The clearance comes as patients and the medical device industry are focused on racial bias in pulse oximeters. Studies have shown pulse oximeters can overestimate oxygen saturation in people with dark skin pigmentation.
The FDA prioritized draft guidance on pulse oximeters for its fiscal year 2024, covering performance testing, labeling and premarket submission requirements. However, the agency missed the deadline and listed the draft guidance as a priority for its fiscal year 2025, which began in October.
A trial showed that Movano’s Eviemed ring exceeds the FDA blood oxygen accuracy requirement.

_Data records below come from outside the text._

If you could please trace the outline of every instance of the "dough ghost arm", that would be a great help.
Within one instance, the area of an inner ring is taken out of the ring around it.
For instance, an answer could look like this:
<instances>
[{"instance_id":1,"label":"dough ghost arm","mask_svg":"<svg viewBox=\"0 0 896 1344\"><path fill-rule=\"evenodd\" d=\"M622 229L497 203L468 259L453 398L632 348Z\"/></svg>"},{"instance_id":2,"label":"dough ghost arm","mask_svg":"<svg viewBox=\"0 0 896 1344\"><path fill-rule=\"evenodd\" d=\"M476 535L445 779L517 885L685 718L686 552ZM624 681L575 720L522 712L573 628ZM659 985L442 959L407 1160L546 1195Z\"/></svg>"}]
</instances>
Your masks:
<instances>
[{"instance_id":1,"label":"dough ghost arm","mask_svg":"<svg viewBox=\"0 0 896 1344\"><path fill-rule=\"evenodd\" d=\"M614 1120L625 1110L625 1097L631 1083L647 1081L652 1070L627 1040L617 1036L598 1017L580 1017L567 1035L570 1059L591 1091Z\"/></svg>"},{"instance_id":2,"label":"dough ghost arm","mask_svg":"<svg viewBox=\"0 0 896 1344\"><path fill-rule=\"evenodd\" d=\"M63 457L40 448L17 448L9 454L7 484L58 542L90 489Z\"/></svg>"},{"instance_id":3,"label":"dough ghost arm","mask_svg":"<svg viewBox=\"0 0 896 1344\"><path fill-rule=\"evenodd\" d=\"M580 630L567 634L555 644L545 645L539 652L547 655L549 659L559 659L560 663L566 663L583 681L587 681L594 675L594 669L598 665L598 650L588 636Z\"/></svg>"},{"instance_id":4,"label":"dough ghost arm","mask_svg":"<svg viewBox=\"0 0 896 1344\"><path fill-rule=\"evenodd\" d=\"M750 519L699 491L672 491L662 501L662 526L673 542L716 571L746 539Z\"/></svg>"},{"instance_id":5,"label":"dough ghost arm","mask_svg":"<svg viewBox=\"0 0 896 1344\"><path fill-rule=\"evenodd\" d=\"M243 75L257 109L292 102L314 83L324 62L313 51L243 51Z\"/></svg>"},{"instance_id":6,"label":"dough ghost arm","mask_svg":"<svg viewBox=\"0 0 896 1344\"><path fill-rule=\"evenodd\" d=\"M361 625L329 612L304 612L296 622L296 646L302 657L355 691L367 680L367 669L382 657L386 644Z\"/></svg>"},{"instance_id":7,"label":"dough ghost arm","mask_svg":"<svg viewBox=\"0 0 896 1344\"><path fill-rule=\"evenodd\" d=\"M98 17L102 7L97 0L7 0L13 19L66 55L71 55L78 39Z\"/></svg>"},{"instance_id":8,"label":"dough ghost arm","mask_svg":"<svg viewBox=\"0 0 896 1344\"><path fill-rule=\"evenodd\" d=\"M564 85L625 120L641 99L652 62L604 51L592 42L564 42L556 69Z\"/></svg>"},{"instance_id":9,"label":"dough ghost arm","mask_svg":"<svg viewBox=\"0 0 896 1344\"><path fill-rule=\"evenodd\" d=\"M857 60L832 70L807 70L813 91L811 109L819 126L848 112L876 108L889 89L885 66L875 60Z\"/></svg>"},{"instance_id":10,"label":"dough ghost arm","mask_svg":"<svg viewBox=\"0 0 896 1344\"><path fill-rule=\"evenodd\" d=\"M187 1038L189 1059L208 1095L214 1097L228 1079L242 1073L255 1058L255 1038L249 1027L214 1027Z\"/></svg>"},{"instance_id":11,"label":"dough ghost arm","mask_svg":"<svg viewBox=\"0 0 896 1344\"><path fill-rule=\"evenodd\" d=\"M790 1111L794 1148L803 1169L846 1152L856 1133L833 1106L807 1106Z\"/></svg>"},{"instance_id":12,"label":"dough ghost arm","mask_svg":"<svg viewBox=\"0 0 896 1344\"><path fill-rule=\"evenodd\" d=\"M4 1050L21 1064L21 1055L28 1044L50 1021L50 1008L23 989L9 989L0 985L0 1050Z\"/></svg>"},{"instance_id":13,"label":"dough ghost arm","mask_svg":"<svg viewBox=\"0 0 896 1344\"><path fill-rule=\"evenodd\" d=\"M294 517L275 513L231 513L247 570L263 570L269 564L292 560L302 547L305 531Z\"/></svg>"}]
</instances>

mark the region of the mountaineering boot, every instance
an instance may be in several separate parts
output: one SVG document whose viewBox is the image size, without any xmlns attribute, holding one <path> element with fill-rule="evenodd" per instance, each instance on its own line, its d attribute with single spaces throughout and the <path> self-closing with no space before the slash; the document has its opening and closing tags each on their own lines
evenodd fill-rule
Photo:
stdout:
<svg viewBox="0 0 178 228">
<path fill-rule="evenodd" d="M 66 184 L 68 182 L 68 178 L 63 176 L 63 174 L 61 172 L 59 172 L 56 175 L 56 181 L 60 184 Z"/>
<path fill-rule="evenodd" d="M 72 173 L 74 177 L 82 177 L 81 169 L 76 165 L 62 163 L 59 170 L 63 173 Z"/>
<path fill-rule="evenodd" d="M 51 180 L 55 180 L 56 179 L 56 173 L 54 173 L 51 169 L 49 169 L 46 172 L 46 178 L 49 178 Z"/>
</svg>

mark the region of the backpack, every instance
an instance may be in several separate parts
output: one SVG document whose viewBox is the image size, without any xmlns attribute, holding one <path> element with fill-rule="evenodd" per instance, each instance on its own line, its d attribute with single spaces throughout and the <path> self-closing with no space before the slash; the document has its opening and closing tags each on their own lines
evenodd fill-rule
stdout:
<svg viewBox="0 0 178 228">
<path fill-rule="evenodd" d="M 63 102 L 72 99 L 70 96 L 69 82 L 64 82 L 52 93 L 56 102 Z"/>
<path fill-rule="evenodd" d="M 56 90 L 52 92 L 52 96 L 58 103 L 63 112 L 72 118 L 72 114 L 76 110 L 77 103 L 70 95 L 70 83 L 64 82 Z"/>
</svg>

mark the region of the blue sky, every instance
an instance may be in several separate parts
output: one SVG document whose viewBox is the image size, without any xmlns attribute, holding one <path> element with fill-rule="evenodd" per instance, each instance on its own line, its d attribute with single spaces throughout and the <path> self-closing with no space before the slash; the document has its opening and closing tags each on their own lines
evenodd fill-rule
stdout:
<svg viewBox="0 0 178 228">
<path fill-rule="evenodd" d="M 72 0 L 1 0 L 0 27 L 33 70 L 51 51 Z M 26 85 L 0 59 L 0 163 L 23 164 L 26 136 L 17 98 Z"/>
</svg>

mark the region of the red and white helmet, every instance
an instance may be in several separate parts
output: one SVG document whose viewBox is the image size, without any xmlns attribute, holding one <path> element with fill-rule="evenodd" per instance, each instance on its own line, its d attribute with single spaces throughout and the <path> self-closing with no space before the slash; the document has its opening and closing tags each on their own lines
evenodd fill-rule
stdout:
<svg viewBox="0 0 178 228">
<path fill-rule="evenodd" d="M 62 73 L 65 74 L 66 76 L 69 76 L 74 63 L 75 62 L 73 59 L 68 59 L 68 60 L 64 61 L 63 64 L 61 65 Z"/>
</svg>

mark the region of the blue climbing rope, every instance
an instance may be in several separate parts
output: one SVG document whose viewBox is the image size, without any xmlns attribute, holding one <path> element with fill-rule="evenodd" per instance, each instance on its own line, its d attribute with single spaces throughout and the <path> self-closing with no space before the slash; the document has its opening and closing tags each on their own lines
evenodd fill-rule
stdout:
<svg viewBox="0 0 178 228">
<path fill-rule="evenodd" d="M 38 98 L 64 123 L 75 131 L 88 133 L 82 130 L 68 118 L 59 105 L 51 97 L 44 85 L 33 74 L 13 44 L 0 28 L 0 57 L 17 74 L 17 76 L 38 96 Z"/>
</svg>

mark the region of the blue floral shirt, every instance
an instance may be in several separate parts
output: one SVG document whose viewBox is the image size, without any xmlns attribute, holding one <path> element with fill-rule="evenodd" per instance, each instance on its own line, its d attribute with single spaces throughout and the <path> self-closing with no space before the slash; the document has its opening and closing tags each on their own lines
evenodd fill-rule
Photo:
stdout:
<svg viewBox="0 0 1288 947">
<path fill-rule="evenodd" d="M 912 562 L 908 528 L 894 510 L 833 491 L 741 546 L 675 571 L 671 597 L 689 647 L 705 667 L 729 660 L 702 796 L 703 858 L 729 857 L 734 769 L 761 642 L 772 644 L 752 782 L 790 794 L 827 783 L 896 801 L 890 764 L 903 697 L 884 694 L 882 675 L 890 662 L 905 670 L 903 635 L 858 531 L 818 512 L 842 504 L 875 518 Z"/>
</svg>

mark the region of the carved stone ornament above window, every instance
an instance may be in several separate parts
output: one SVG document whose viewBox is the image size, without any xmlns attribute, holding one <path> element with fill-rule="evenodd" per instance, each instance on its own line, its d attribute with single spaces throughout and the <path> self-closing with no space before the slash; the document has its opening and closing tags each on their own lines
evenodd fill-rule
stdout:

Movano claimed in the Monday press release that the device produces accurate readings in users with darker skin tones.
Movano has identified FDA-grade accuracy and a wearable design that may be more comfortable than fingertip-based monitors as a combination that could support remote monitoring. The company ended September with $11.3 million in cash and cash equivalents and reported an operating loss of $7.4 million in the third quarter.